Le déploiement à l’international est également dans le viseur de Boiron, déjà présent dans 50 pays avec 23 filiales, dont une en Chine, ouverte en 2021. Au moment du déremboursement de l'homéopathie, le groupe réalisait 40 % de son activité à l’export. En deux ans, cette part est passée à 48 %. Et devrait croître encore dans les années à venir. Parmi les pays en vue : le Brésil, la Colombie, l’Inde qui compte quelque 250 000 homéopathes, mais aussi les États-Unis, où 33 % des ventes sont réalisées en ligne.

Une nécessaire diversification

Mais c’est surtout le levier de la diversification que veut actionner l’entreprise basée à Messimy (Rhône). Début 2021, les laboratoires Boiron réalisaient 98 % de leur chiffre d’affaires grâce à l’homéopathie. Aujourd’hui, 18 % proviennent d’autres activités. Des probiotiques et des compléments alimentaires sont en cours de développement. En 2021, Boiron s’est également lancé dans la production d’autotests, en partenariat avec l’entreprise d’Ille-et-Vilaine NG Biotech (250 salariés, chiffre d'affaires non communiqué). Des autotests distribués exclusivement en pharmacie en France et commercialisés dans huit pays. Ce partenariat a généré près de 6 % du chiffre d’affaires consolidé en 2021.

"Nous avons compris que les tests Covid n’étaient pas un épiphénomène. La culture du test est devenue pérenne", appuie Valérie Lorentz-Poinsot. Si bien que Boiron a récemment créé un département dédié aux tests, pour en développer d’autres. Des tests qui pourraient permettre d’accélérer la mise à disposition de résultats d’analyses jusqu’alors uniquement réalisables en laboratoire. Ou encore permettre la détection d’un papillomavirus ou de l’endométriose. "Ce sont là des pistes de réflexion", tempère la dirigeante.

Croissance externe

La diversification pourrait également passer par la croissance externe.

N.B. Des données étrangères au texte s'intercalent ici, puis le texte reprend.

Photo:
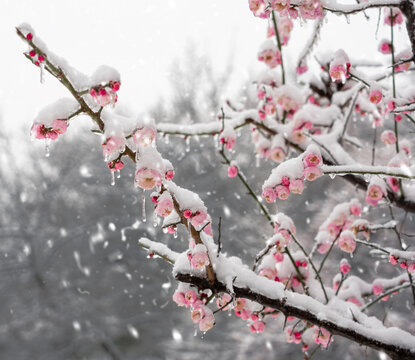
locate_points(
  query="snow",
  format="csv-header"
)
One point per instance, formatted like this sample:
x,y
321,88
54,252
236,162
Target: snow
x,y
60,109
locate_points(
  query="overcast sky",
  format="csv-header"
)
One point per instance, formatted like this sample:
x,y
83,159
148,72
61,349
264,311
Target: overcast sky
x,y
141,39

En février 2022, Boiron est entré au capital de la start-up lyonnaise Abbi, à hauteur de 70 %. Cette société, qui propose des cosmétiques formulés sur-mesure grâce à un examen de la peau et de ses besoins, via la prise d’un selfie et d’une technologie basée sur l’intelligence artificielle, permet à Boiron de se positionner sur le marché de la cosmétique, sur lequel l’entreprise était jusqu’alors très peu présente. Dans trois ans, le groupe pharmaceutique devrait acquérir les 30 % restants de la société. Et cette opération de croissance externe ne devrait être que la première pour le groupe Boiron.

Interrogations autour du cannabis thérapeutique

Enfin, la société entend se positionner sur le marché, encore relativement sensible, du cannabis thérapeutique. Depuis janvier 2020, elle participe avec un partenaire britannique, à une expérimentation française s’achevant fin 2023 et incluant 1 000 patients, visant à déterminer la pertinence et la faisabilité de la mise à disposition du cannabis médical en France. En début d’année, elle a débuté les recherches sur le CBD, désormais autorisé dans l’Hexagone. "Nos recherches portent sur les formes homéopathiques, mais pas seulement. Mon graal, ce serait de trouver un moyen d’administrer le cannabidiol (CBD) sans effet secondaire, plaide la directrice générale de Boiron. Nous espérons un cadre réglementaire rapidement car, aujourd’hui, seuls des acteurs étrangers sont présents sur le marché."